AI’s impact will grow – that is clear. But attention must also stay on older infrastructure such as power and telecom networks, the resilience of which will likely be tested repeatedly in the years ahead.
Lovejoy also points to the growing geopolitical fragmentation of digital networks.
“Finland has demonstrated a strong national commitment to cybersecurity through a range of initiatives. With its technological advancements, culture of innovation and skilled workforce, Finland is well-positioned to raise its profile as a bridge-builder for international cooperation in cybersecurity and resilience,” Lovejoy observes.
“I believe Finland brings advanced thinking and deep expertise in the cybersecurity space. This positions the country as a model for others to follow in building a secure and resilient digital ecosystem.”
Resilience matters
The threats of tomorrow are varied and still partly invisible. So where should companies invest in right now if they want to strengthen their position against future challenges?
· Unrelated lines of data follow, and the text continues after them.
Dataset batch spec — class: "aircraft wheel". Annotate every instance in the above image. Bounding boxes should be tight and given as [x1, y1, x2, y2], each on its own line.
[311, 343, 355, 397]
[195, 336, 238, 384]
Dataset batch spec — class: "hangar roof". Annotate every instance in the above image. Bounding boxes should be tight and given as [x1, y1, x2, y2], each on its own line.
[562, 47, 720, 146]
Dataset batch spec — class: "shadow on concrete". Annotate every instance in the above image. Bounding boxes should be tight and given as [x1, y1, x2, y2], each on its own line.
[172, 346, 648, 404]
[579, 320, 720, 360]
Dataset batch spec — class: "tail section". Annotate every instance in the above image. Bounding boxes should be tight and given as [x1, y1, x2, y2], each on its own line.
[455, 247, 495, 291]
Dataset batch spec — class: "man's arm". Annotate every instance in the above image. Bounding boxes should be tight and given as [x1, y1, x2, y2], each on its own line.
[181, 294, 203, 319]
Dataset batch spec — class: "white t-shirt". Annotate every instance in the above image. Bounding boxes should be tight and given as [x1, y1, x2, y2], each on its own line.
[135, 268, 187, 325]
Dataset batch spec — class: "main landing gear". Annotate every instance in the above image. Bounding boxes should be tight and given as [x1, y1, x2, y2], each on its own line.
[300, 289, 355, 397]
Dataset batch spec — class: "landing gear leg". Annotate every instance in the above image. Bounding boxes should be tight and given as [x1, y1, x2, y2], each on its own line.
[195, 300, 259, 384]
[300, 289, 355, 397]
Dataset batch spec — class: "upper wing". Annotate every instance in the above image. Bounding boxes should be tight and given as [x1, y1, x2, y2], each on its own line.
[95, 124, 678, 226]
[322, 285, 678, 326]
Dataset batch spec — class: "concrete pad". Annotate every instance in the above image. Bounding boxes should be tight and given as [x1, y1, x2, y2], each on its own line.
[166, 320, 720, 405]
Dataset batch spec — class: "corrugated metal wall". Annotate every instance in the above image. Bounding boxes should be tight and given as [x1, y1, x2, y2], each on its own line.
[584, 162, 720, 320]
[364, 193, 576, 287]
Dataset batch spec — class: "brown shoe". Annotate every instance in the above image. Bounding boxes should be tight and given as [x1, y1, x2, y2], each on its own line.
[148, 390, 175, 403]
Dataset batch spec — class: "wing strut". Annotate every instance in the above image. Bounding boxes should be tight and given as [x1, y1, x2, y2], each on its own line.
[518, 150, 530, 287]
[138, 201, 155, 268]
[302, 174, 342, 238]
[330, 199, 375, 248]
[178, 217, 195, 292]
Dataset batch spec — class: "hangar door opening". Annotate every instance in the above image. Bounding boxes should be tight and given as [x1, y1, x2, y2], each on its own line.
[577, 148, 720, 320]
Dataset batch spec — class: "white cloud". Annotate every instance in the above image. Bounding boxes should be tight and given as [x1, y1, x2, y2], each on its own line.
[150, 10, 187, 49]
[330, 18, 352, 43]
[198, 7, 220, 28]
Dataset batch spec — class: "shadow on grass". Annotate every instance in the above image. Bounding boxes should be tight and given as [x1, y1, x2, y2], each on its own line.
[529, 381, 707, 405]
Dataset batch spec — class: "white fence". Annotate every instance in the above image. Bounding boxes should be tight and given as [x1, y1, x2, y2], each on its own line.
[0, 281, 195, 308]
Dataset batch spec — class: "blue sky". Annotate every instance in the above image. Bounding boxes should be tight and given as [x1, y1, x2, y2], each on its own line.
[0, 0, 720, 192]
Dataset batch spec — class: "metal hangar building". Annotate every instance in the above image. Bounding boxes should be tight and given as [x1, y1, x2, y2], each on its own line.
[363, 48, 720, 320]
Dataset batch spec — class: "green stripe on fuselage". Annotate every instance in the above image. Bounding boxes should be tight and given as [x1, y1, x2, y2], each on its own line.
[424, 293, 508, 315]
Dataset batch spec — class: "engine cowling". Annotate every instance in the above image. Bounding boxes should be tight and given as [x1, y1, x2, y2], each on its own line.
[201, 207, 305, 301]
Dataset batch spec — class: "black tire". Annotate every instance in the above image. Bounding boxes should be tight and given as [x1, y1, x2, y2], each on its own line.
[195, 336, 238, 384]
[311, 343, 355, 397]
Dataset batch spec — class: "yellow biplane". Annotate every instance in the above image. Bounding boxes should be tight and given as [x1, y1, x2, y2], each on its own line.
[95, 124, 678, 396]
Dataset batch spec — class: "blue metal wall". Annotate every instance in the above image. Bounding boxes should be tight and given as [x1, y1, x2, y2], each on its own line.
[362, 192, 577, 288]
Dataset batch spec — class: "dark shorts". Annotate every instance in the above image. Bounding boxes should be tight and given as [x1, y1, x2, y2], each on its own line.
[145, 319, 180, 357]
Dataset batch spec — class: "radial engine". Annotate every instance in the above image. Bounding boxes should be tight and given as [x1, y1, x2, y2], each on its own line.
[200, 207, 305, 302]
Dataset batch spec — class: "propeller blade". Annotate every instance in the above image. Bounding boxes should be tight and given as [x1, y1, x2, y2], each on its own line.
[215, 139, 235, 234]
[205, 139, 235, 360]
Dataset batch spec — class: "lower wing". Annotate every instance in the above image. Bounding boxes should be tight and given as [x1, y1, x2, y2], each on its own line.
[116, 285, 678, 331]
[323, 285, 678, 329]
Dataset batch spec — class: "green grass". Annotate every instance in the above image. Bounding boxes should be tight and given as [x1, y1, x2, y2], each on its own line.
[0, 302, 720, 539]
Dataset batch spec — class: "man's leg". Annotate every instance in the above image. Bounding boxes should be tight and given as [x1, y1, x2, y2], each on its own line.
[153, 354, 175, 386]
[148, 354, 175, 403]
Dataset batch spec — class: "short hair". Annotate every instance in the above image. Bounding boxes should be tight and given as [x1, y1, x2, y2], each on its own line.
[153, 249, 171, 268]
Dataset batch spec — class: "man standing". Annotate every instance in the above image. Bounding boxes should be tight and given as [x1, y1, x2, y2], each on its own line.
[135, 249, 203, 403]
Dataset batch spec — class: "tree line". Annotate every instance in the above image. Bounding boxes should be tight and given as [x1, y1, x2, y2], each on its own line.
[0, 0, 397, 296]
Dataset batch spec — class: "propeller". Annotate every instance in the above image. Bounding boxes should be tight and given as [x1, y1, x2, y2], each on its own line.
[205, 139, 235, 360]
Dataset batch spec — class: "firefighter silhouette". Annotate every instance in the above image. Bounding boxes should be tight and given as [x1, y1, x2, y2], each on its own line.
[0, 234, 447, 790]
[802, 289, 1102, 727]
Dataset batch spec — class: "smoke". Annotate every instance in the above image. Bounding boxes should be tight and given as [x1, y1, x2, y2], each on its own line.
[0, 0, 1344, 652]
“I would start by understanding and pruning your own systems and software. I mean the entire supply chain,” says Lovejoy.
If a company has 100 partners, one of them likely has a vulnerability in its systems that could become an attack vector. Simplifying and streamlining gives organisations a clearer overall picture of system risks and raises the level of security.
Companies should also launch programs to identify insider threats, support critical thinking when hiring security staff and expand AI-based monitoring against phishing and social engineering campaigns.
Lovejoy calls for adopting a zero-trust architecture. To prepare for future quantum threats, companies should also build technical understanding of encryption methods – either internally or through their partner networks.
“In my view, companies should focus on what they do best and seek out the best security and technology partners to support them,” says Kanto.
If an organisation succeeds in all this, it will have already strengthened its resilience significantly, says Lovejoy.
“Resilience does not mean doing everything yourself. A successful organisation has reliable partners who provide the technology and security that support safe business. Building an ecosystem for preparedness is extremely important.”